Trois leviers à activer :
Voici trois leviers qui aident le management à incarner l’éthique jour après jour :
- Gouvernance exemplaire : tout part de l’exemple donné par le sommet. Un seul faux pas en haut de la pyramide et tout l’édifice vacille.
- Outils d’alerte fiables : permettre de signaler les comportements à risque via des dispositifs indépendants, confidentiels et sans crainte de retour de bâton.
- Valorisation des comportements responsables : souligner et récompenser tout ce qui renforce la responsabilité sociale et la cohésion collective, bien au-delà de la seule performance individuelle.
Une démarche sérieuse de prévention et de maîtrise des risques s’appuie donc sur la cohérence des pratiques RH, alliées aux ambitions du développement durable et à l’esprit de responsabilité sociale.
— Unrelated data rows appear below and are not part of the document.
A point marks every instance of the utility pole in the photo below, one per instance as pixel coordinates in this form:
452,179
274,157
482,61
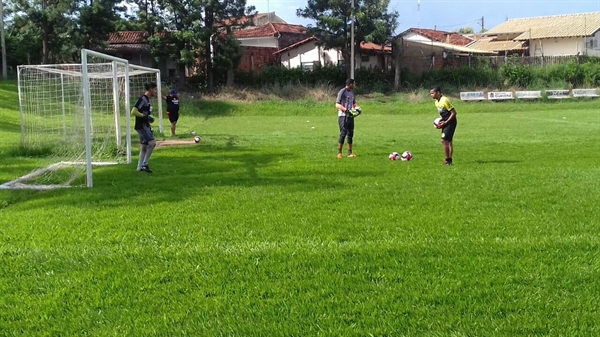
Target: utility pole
351,42
3,42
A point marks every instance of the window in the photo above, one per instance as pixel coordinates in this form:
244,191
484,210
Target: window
310,65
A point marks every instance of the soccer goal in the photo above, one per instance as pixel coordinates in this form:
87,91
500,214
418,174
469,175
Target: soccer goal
78,116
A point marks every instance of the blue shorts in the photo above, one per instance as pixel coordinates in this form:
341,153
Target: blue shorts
145,134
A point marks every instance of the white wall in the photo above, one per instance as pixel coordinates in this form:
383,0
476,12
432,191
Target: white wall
310,52
268,42
558,47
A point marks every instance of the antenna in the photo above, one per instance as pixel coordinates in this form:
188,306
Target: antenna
419,12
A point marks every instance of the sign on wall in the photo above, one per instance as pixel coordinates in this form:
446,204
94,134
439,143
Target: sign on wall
472,96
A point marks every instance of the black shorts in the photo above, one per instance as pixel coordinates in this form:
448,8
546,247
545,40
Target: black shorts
173,116
346,123
448,131
145,134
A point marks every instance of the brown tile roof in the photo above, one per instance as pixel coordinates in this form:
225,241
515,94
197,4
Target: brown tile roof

Le collectif se renforce par le dialogue, la limpidité des échanges et le respect réciproque, pas seulement à travers les process ou les règlements internes.
L’éthique, en réalité, ne s’impose jamais une fois pour toutes. L’entreprise qui ferme les yeux laisse la défiance grandir, parfois jusqu’à la rupture. Mais celles qui relèvent le défi forment des équipes soudées, prêtes à affronter tempêtes et crises sans jamais perdre leur boussole.